The Czar has been entertained by hearing a number of Obama supporters (not necessarily Liberals, but folks who voted for him) openly questioning this decision. This is no surprise, as reported here and here, but it is nevertheless entertaining to hear his supporters asking the same questions most of us have been asking since 2006.
But the Czar is surprised to have heard—twice now—Obama supporters saying, with no hint of sarcasm, that they would have hit the roof had this been Bush. Wow. An acknowledgment of potential self-hypocrisy is often sign that you are not hypocritical, but being open and honest about a double standard.
Not everyone. In Sullivan’s blog, he writes that he can understand hesitation on the subject of military torture “stunningly widespread in the Bush-led military.” Stunningly widespread? And to this, he repeats the claim again later on: “The critical point of releasing the photos is that they will help break through to the American public just how endemic the abuse and torture of prisoners under Bush was. It was everywhere, in every field of combat, committed by every part of the armed services, and in identical fashion: no blood no foul, along the lines of the torture and abuse techniques specifically authorized by Bush. Bush and Cheney and Rumsfeld sent a very clear message that spread throughout the entire military and CIA: terrorists are beneath even baseline Geneva protections, any prisoner might be a terrorist, so do to them what you will.”
The Czar must paused and ask what bizarre nonsense could this possibly be. Other than a small enclave of soldiers at Abu Ghraib, how endemic was the abuse? Every part of the armed services was involved? The Czar wonders how the USCG might react to this claim. Identical fashion? Every prisoner or detainee—who was otherwise housed, fed, clothed, chaplained appropriately and respectfully—was tortured? And by tortured, do we mean waterboarded, or do we mean tortured: you know, where we sawed their heads off like Daniel Pearl, or raped and sodomized them like the Jewish rabbi and his wife in India, or burned, shot, kicked and beaten like hundreds of muslims and non-muslims alike by the detainees?

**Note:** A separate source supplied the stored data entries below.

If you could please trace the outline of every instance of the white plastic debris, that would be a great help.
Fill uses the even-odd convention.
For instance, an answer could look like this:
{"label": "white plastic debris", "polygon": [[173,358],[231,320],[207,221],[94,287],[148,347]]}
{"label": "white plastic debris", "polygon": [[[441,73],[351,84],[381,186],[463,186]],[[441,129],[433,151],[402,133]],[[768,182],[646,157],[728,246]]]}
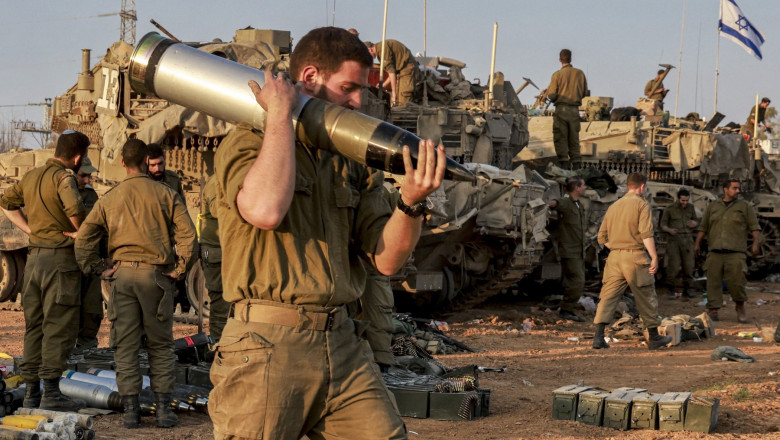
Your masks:
{"label": "white plastic debris", "polygon": [[582,308],[588,312],[596,311],[596,302],[593,301],[593,298],[589,296],[581,296],[579,301],[577,301],[577,304],[582,306]]}

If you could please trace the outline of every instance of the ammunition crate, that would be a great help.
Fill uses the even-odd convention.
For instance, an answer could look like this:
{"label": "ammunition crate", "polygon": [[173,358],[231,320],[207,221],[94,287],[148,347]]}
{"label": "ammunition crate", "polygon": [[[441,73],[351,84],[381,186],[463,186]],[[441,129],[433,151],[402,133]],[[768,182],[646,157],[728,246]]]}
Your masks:
{"label": "ammunition crate", "polygon": [[198,365],[190,365],[187,367],[187,384],[197,385],[199,387],[212,389],[214,385],[211,383],[211,377],[209,372],[211,371],[211,364],[201,362]]}
{"label": "ammunition crate", "polygon": [[631,429],[658,429],[658,401],[663,394],[642,393],[631,401]]}
{"label": "ammunition crate", "polygon": [[490,415],[490,389],[478,388],[479,393],[479,417],[487,417]]}
{"label": "ammunition crate", "polygon": [[387,387],[395,397],[401,417],[428,418],[430,391],[408,388]]}
{"label": "ammunition crate", "polygon": [[603,426],[626,431],[631,427],[631,402],[638,394],[647,390],[622,387],[612,390],[604,398]]}
{"label": "ammunition crate", "polygon": [[588,425],[601,426],[604,420],[604,398],[608,395],[607,391],[600,389],[581,392],[575,420]]}
{"label": "ammunition crate", "polygon": [[173,375],[174,375],[173,381],[174,381],[174,383],[186,384],[187,383],[187,373],[188,373],[187,370],[188,369],[189,369],[189,365],[180,364],[180,363],[177,362],[174,365],[174,369],[173,369]]}
{"label": "ammunition crate", "polygon": [[712,318],[710,318],[710,315],[708,315],[707,312],[704,312],[696,317],[704,324],[704,335],[708,338],[715,336],[715,323],[712,321]]}
{"label": "ammunition crate", "polygon": [[576,420],[580,393],[592,389],[593,387],[566,385],[553,391],[553,419]]}
{"label": "ammunition crate", "polygon": [[480,396],[475,391],[430,393],[428,416],[435,420],[474,420],[480,416]]}
{"label": "ammunition crate", "polygon": [[658,400],[658,429],[682,431],[685,424],[685,407],[691,393],[666,393]]}
{"label": "ammunition crate", "polygon": [[685,413],[685,430],[710,433],[718,424],[720,400],[715,398],[692,396]]}

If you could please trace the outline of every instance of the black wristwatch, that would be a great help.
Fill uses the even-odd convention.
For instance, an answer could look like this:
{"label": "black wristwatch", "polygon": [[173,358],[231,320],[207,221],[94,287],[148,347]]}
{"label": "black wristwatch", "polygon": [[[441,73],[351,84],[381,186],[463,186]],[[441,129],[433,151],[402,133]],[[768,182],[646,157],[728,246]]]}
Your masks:
{"label": "black wristwatch", "polygon": [[404,200],[401,197],[399,197],[398,204],[396,206],[398,206],[398,209],[400,209],[401,212],[403,212],[404,214],[408,215],[411,218],[417,218],[425,214],[426,204],[424,201],[409,206],[406,203],[404,203]]}

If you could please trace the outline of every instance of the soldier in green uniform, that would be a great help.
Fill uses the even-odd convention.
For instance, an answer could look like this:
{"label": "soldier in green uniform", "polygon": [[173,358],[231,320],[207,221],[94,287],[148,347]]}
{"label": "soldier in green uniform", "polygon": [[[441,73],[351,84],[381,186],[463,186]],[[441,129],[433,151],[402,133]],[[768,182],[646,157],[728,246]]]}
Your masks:
{"label": "soldier in green uniform", "polygon": [[[184,201],[172,189],[148,178],[147,160],[146,144],[138,139],[125,142],[122,165],[127,177],[98,200],[76,239],[81,269],[111,279],[108,319],[126,428],[140,425],[138,352],[144,333],[157,426],[178,423],[170,409],[175,359],[173,283],[192,265],[197,252],[195,226]],[[99,250],[105,236],[114,261],[108,270]]]}
{"label": "soldier in green uniform", "polygon": [[222,247],[217,219],[217,179],[212,174],[203,188],[200,215],[200,265],[209,291],[209,333],[219,342],[230,304],[222,298]]}
{"label": "soldier in green uniform", "polygon": [[559,57],[561,70],[553,73],[547,87],[547,97],[555,104],[553,115],[553,143],[558,166],[575,169],[581,166],[580,110],[582,98],[589,95],[588,82],[582,70],[572,67],[571,51],[562,49]]}
{"label": "soldier in green uniform", "polygon": [[[690,204],[691,193],[681,188],[677,191],[677,202],[664,209],[661,216],[661,230],[667,234],[666,285],[669,299],[679,297],[695,298],[688,289],[693,280],[693,233],[699,220],[696,210]],[[680,271],[682,270],[682,277]]]}
{"label": "soldier in green uniform", "polygon": [[[666,97],[666,94],[669,93],[669,89],[665,89],[664,83],[661,81],[664,72],[666,72],[666,70],[659,70],[655,78],[651,79],[647,82],[647,84],[645,84],[645,96],[647,96],[649,99],[657,100],[658,106],[661,108],[661,110],[664,109],[664,98]],[[654,89],[653,84],[655,84],[656,81],[658,81],[658,85],[655,86]]]}
{"label": "soldier in green uniform", "polygon": [[758,256],[758,219],[753,205],[739,199],[740,183],[730,179],[723,184],[723,198],[710,203],[699,225],[694,251],[701,250],[701,241],[707,237],[707,312],[717,321],[718,309],[723,307],[723,285],[736,304],[737,320],[747,322],[745,314],[745,284],[747,279],[747,240],[753,235],[752,253]]}
{"label": "soldier in green uniform", "polygon": [[[604,278],[596,309],[596,335],[593,348],[609,348],[604,340],[604,328],[612,321],[626,287],[631,289],[647,328],[647,348],[655,350],[672,341],[658,334],[658,298],[655,294],[655,273],[658,254],[653,239],[650,205],[644,199],[647,177],[641,173],[628,176],[628,192],[607,209],[599,228],[598,240],[609,248]],[[648,258],[649,255],[649,258]]]}
{"label": "soldier in green uniform", "polygon": [[583,322],[574,312],[585,286],[585,231],[588,216],[580,197],[585,194],[585,180],[580,176],[566,179],[568,197],[552,200],[550,208],[558,212],[558,257],[563,272],[563,301],[558,312],[561,318]]}
{"label": "soldier in green uniform", "polygon": [[84,204],[75,171],[87,147],[85,134],[66,130],[57,139],[54,158],[27,172],[0,199],[3,213],[30,236],[22,287],[25,408],[76,411],[81,406],[60,393],[59,381],[78,334],[81,273],[73,239],[84,219]]}
{"label": "soldier in green uniform", "polygon": [[[157,182],[168,185],[169,188],[176,191],[185,205],[187,198],[184,196],[184,188],[181,185],[179,175],[165,168],[165,152],[159,144],[149,144],[149,177]],[[184,274],[180,280],[176,281],[176,296],[173,298],[173,307],[176,304],[181,305],[181,312],[187,314],[190,312],[190,300],[187,297],[187,274]]]}
{"label": "soldier in green uniform", "polygon": [[[98,170],[92,166],[92,161],[88,157],[84,158],[81,168],[76,175],[76,182],[79,187],[81,200],[84,202],[84,208],[87,215],[92,211],[92,207],[98,201],[97,192],[92,188],[92,173]],[[101,249],[101,256],[107,256]],[[97,335],[100,331],[100,323],[103,321],[103,295],[101,293],[100,277],[92,274],[83,274],[81,276],[81,315],[79,317],[79,334],[76,339],[76,348],[73,353],[78,354],[84,350],[98,346]]]}
{"label": "soldier in green uniform", "polygon": [[[290,56],[302,93],[356,109],[371,55],[344,29],[314,29]],[[383,275],[419,238],[424,200],[441,184],[443,146],[404,148],[401,197],[389,209],[382,173],[296,143],[298,92],[266,72],[265,130],[237,126],[215,157],[225,300],[235,302],[211,367],[214,437],[406,438],[406,430],[345,304],[366,285],[363,260]]]}
{"label": "soldier in green uniform", "polygon": [[[382,43],[366,41],[366,47],[374,58],[382,57]],[[422,72],[412,51],[397,40],[385,40],[385,78],[382,87],[390,89],[391,105],[406,105],[416,98],[417,84],[422,81]]]}

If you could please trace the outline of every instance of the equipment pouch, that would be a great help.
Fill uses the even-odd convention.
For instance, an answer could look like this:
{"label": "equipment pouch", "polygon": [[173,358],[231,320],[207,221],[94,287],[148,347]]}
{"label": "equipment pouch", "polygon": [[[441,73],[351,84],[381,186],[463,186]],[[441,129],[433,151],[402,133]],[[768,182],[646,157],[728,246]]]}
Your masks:
{"label": "equipment pouch", "polygon": [[75,260],[57,264],[55,282],[57,289],[55,301],[57,304],[61,306],[81,305],[81,270]]}
{"label": "equipment pouch", "polygon": [[636,261],[636,285],[637,287],[647,287],[655,284],[655,275],[650,273],[650,261],[644,254],[637,252]]}

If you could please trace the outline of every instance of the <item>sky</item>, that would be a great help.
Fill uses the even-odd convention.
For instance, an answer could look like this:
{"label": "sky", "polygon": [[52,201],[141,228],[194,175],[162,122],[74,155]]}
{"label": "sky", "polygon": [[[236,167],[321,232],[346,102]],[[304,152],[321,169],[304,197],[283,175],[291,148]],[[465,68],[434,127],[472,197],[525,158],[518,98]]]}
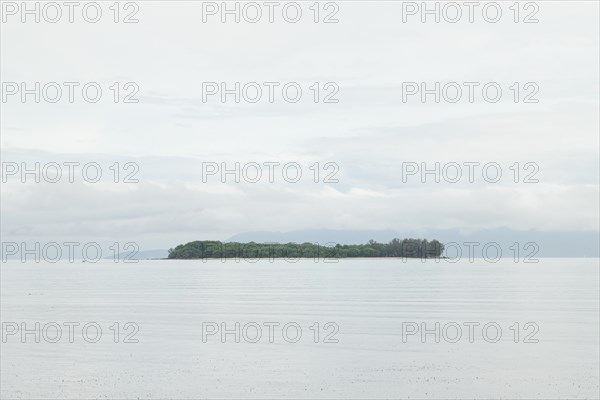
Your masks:
{"label": "sky", "polygon": [[[281,13],[286,2],[273,23],[258,2],[258,22],[242,15],[236,23],[231,15],[222,22],[209,12],[221,3],[209,3],[121,3],[118,23],[111,2],[99,2],[97,23],[78,10],[69,23],[65,8],[56,23],[43,15],[22,22],[20,10],[3,9],[3,241],[153,249],[249,231],[598,233],[597,2],[532,2],[518,23],[512,2],[499,2],[496,23],[479,8],[472,23],[466,8],[456,23],[443,15],[422,22],[403,9],[407,2],[389,1],[321,2],[317,23],[313,2],[298,2],[296,23]],[[123,23],[131,13],[138,22]],[[523,23],[528,15],[538,22]],[[47,101],[50,86],[39,103],[34,95],[23,101],[11,92],[23,82],[61,83],[62,97]],[[63,82],[78,84],[73,102]],[[90,82],[102,89],[96,103],[82,95]],[[256,82],[262,97],[248,101],[252,84],[239,102],[233,94],[223,102],[209,94],[222,82],[230,90]],[[273,102],[264,82],[272,82]],[[407,95],[421,82],[446,85],[448,96]],[[464,82],[476,85],[472,102]],[[502,90],[497,102],[484,98],[488,83]],[[286,84],[288,99],[301,88],[297,102],[284,98]],[[447,101],[457,85],[463,96]],[[127,95],[137,102],[124,102]],[[61,165],[62,179],[23,178],[23,166],[36,162]],[[74,182],[64,163],[79,163]],[[100,167],[98,182],[82,178],[87,163]],[[230,173],[223,182],[223,167],[236,163],[240,181]],[[446,173],[439,182],[421,175],[436,163]],[[473,182],[465,163],[478,163],[470,164]],[[256,165],[262,177],[252,182]],[[463,175],[451,182],[456,165]],[[484,165],[492,168],[485,177]]]}

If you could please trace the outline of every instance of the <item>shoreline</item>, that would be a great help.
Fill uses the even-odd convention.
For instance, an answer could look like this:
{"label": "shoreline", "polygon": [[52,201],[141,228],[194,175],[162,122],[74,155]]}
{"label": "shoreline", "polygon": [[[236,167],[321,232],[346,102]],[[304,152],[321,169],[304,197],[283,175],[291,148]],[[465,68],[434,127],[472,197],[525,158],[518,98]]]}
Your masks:
{"label": "shoreline", "polygon": [[205,257],[205,258],[144,258],[140,260],[154,260],[154,261],[169,261],[169,260],[182,260],[182,261],[193,261],[193,260],[310,260],[310,259],[330,259],[330,260],[373,260],[373,259],[411,259],[411,260],[446,260],[449,257],[400,257],[400,256],[374,256],[374,257]]}

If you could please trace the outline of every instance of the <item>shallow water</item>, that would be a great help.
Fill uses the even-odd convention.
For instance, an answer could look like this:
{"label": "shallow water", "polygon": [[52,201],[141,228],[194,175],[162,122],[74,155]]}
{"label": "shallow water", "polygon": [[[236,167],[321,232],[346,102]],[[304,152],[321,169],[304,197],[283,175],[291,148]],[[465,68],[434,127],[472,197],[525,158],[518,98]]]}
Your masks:
{"label": "shallow water", "polygon": [[[598,259],[8,262],[0,278],[2,398],[600,396]],[[36,322],[39,343],[21,336]]]}

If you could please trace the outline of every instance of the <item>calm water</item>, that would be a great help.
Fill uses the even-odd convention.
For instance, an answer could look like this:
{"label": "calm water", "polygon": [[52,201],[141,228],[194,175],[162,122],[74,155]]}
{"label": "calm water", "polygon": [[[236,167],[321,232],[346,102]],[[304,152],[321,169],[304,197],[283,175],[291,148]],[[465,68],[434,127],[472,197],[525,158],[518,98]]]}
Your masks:
{"label": "calm water", "polygon": [[0,394],[598,398],[599,280],[598,259],[9,262]]}

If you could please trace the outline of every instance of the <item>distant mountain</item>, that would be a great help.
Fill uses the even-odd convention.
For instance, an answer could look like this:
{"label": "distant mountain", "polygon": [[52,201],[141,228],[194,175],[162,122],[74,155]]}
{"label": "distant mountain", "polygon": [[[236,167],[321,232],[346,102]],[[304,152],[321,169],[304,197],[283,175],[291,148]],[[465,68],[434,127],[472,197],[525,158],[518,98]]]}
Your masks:
{"label": "distant mountain", "polygon": [[395,237],[408,237],[398,235],[392,230],[361,231],[361,230],[329,230],[329,229],[307,229],[290,232],[245,232],[232,236],[229,242],[257,242],[257,243],[304,243],[317,242],[319,244],[363,244],[373,239],[377,242],[389,242]]}
{"label": "distant mountain", "polygon": [[[33,244],[28,244],[27,248],[34,248]],[[103,260],[113,260],[114,259],[114,255],[113,252],[108,250],[106,247],[103,249],[103,255],[106,254],[106,257],[102,257]],[[159,250],[143,250],[143,251],[138,251],[136,254],[131,254],[131,252],[123,252],[123,253],[119,253],[117,255],[119,260],[124,260],[125,258],[131,259],[131,260],[148,260],[151,258],[167,258],[167,256],[169,255],[169,251],[168,250],[163,250],[163,249],[159,249]],[[41,257],[41,255],[38,255],[38,257]],[[129,258],[130,257],[130,258]],[[7,260],[20,260],[21,259],[21,252],[19,251],[17,254],[1,254],[1,259]],[[25,257],[27,260],[31,261],[31,260],[35,260],[35,254],[28,254]],[[52,258],[54,258],[54,254],[52,255]],[[76,253],[74,259],[77,261],[81,261],[81,254],[80,253]],[[60,258],[61,260],[68,260],[69,259],[69,255],[67,252],[63,252],[62,257]]]}
{"label": "distant mountain", "polygon": [[[123,254],[119,254],[119,257],[123,258],[126,257],[128,255],[130,255],[131,253],[123,253]],[[168,250],[143,250],[143,251],[138,251],[137,254],[134,254],[132,256],[132,259],[134,260],[148,260],[151,258],[167,258],[167,256],[169,255],[169,251]],[[107,258],[112,258],[111,257],[107,257]]]}
{"label": "distant mountain", "polygon": [[[498,243],[502,249],[508,249],[513,243],[522,248],[528,242],[539,246],[538,257],[600,257],[600,234],[598,232],[542,232],[517,231],[512,229],[488,229],[465,232],[459,229],[427,229],[420,231],[394,230],[333,230],[307,229],[290,232],[245,232],[229,238],[232,242],[277,242],[304,243],[316,242],[360,244],[370,239],[387,243],[393,238],[426,238],[437,239],[442,243],[465,242]],[[504,256],[510,254],[506,252]]]}

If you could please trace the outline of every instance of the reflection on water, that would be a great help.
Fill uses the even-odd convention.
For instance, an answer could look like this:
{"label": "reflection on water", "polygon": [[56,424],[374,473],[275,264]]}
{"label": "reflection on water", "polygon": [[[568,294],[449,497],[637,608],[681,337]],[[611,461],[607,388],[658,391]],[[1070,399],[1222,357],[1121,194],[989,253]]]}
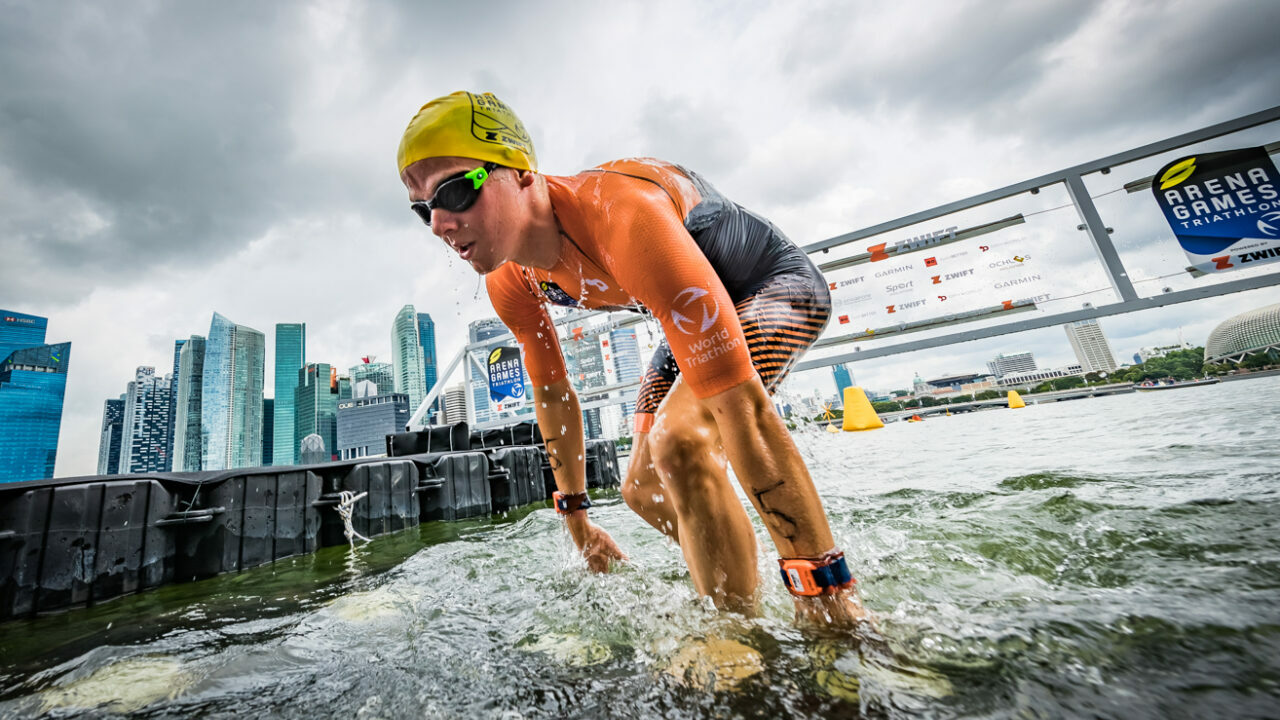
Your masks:
{"label": "reflection on water", "polygon": [[[430,524],[0,626],[0,716],[1274,716],[1280,378],[797,434],[878,627],[697,598],[555,515]],[[768,546],[759,525],[757,534]]]}

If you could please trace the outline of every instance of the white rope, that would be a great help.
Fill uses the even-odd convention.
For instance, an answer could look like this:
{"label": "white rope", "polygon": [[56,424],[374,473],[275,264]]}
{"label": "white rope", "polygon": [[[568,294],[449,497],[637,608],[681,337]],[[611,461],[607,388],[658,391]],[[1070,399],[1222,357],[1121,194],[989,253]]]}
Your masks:
{"label": "white rope", "polygon": [[367,492],[362,492],[359,495],[356,495],[350,490],[343,490],[338,493],[338,517],[342,518],[343,533],[346,534],[347,542],[351,545],[352,549],[356,546],[356,538],[369,542],[369,538],[356,532],[356,529],[351,526],[351,508],[355,507],[357,500],[368,494],[369,493]]}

Or is it possible that Andrew Sullivan has no idea what he is talking about?
Abu Ghraib was an aberration, a singular situation that was reported, investigated, and isolated. The individuals responsible, who number in single digits, were identified, prosecuted, and punished. Reports of other abuses were investigated and cleared, and exposed to the general public to show the world that American is Not Like Them. We openly reviewed our policies on the use of torture and declared, possibly for the last time, No More.
There is one horribly itchy truth in all that effort that liberals avoid thinking about with this news story. Was it Mr. Obama who did all that work? No, it was the Demon, George Bush. It was President Bush, and his villified administration, that went to the trouble of slamming the door on this process. Not the angelic Mr. Obama, whom the Czar thinks deserves credit for acknowledging that which his Democratic predecessor rarely could: sometimes, the military is right and does things for good reasons.
How exactly is Andrew Sullivan of No Party and of No Clique, and a savior of the conservatives, when he espouses so much liberal moonbattery? Or maybe he just dug himself into a hole when he wrote his book on the subject.
The Czar is not sure, but he is pretty confident that equating Abu Ghraib and waterboarding with the same level of torture employed by the enemy is a painfully multicultural synonym.